Toute la caserne était sens dessus dessous.

Le capitaine Lemballeur consistait en une explosion de pétards de Dieu !

Il empoigna Jumet au collet :

— Mille pétards de Dieu ! voulez-vous sonner aux consignés, oui ou non ?

Jumet se dégagea doucement, et sur un ton à la fois ferme et désolé :

— Je regrette beaucoup, mon capitaine, dit-il, mais JE NE ME RAPPELLE PLUS L’AIR.

Et il rentra au poste, très simplement.

Les menaces les plus terribles, la lecture du code militaire, rien n’y fit.

— Quand vous me fusilleriez, répondait-il avec la plus grande mansuétude, qu’est-ce que vous voulez que j’y fasse ? Je ne me rappelle plus l’air.


Le lendemain matin sur les conseils de Guy de La Hurlotte, Jumet se fit porter malade, et raconta son cas au docteur.

— C’est très curieux ce qui m’a pris hier. Le capitaine Lemballeur m’a commandé de sonner aux consignés, et je n’ai jamais été foutu de me rappeler l’air. Je dois avoir quelque chose de cassé dans la tête.

Le médecin l’interrogea sur ses antécédents, sa famille.

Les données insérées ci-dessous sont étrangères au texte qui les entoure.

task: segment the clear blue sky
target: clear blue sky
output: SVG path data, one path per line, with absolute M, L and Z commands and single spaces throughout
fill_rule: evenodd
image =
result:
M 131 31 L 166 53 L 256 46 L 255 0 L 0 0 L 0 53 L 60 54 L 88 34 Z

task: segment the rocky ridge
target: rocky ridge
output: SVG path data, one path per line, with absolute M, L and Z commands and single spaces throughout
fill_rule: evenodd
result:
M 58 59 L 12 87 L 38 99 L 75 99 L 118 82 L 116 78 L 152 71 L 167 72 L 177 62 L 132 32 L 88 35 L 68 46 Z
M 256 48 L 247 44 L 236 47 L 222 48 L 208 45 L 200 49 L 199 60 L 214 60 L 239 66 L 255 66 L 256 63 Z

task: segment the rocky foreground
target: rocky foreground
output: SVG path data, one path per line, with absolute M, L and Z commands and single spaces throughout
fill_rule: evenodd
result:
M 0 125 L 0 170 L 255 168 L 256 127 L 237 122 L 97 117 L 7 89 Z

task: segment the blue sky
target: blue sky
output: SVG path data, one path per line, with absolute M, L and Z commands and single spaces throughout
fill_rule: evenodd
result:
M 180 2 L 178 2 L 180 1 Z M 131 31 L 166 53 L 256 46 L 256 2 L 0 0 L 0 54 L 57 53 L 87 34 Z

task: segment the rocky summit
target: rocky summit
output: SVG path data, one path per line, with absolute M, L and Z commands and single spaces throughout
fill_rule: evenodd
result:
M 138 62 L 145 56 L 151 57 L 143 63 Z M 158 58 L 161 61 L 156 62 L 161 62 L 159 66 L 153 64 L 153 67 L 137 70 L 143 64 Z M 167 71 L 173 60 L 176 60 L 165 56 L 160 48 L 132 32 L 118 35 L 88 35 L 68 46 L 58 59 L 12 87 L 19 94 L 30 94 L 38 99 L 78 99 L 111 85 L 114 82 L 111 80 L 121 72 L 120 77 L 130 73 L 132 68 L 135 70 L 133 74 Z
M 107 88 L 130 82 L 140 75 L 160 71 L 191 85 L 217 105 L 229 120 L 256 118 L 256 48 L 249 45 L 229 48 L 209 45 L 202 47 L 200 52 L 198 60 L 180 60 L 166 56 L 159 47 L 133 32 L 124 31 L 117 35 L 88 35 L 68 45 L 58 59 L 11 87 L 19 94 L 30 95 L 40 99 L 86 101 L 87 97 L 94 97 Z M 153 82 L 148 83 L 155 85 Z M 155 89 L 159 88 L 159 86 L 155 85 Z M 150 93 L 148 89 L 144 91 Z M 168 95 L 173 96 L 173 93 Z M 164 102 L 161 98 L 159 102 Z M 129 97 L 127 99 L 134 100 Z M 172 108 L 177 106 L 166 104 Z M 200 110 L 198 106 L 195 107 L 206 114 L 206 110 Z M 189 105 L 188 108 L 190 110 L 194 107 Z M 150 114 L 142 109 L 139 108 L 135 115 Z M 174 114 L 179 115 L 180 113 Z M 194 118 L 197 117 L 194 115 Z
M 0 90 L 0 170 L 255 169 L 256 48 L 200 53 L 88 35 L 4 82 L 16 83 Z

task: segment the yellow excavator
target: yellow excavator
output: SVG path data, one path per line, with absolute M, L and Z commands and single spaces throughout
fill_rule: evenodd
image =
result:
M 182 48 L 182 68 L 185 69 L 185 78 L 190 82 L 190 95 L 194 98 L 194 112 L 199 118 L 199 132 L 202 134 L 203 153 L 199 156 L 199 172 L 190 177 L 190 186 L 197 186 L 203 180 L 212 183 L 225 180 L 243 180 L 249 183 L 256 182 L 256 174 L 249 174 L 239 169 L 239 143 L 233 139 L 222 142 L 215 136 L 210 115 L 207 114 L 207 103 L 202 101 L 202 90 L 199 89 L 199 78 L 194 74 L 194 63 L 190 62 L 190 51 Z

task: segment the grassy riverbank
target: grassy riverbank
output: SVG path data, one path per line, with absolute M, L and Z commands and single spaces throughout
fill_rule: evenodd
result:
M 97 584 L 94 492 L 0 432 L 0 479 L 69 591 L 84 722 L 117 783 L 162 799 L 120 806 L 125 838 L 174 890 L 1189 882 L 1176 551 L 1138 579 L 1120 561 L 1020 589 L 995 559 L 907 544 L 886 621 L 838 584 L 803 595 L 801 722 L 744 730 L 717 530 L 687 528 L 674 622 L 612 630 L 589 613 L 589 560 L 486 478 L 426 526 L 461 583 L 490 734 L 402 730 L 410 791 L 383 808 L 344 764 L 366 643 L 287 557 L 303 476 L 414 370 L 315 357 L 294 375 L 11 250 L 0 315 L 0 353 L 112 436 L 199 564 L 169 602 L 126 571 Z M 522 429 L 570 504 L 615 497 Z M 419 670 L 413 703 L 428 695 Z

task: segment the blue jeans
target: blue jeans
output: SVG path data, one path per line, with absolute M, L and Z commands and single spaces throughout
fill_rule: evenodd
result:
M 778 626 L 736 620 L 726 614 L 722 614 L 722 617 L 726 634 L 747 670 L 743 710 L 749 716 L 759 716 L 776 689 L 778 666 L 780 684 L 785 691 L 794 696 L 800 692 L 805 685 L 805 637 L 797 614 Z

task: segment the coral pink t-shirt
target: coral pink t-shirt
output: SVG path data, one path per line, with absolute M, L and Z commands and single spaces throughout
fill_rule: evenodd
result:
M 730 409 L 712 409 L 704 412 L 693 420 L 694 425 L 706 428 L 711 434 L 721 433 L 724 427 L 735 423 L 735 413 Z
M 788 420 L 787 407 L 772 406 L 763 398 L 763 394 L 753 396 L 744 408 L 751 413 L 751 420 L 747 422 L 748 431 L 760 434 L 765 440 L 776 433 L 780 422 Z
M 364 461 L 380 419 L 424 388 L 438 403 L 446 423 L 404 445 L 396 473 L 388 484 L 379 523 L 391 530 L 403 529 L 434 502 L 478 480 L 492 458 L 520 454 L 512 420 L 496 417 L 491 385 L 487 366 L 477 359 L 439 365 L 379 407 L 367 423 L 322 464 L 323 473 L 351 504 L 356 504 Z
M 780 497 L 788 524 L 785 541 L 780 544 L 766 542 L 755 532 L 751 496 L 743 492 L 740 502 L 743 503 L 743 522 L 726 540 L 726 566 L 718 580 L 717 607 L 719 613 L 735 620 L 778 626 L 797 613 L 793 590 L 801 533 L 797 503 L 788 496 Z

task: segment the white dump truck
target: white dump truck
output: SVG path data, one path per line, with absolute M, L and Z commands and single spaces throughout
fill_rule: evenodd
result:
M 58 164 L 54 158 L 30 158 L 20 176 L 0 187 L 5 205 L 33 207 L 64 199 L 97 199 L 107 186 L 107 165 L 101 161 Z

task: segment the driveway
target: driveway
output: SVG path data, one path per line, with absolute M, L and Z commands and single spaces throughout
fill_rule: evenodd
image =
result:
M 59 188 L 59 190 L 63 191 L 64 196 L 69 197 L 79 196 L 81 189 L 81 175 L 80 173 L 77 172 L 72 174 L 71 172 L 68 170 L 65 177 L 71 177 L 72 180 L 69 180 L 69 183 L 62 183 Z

— J’ai une sœur qui est un peu maboul, répondit Jumet, et un oncle complètement loufoc.

— Parfaitement, c’est un cas très curieux d’aphasie.

Jumet fut soumis à la visite de tous les gros bonnets de la médecine militaire, qui furent unanimes à reconnaître l’aphasie, avec un commencement de paralysie.

Et le clairon Jumet fut réformé à la première inspection générale.

Guy de La Hurlotte perdit à cette aventure la crème des brosseurs et la perle des amis, mais la société civile y gagna, raram avem, un citoyen qui n’a qu’une parole.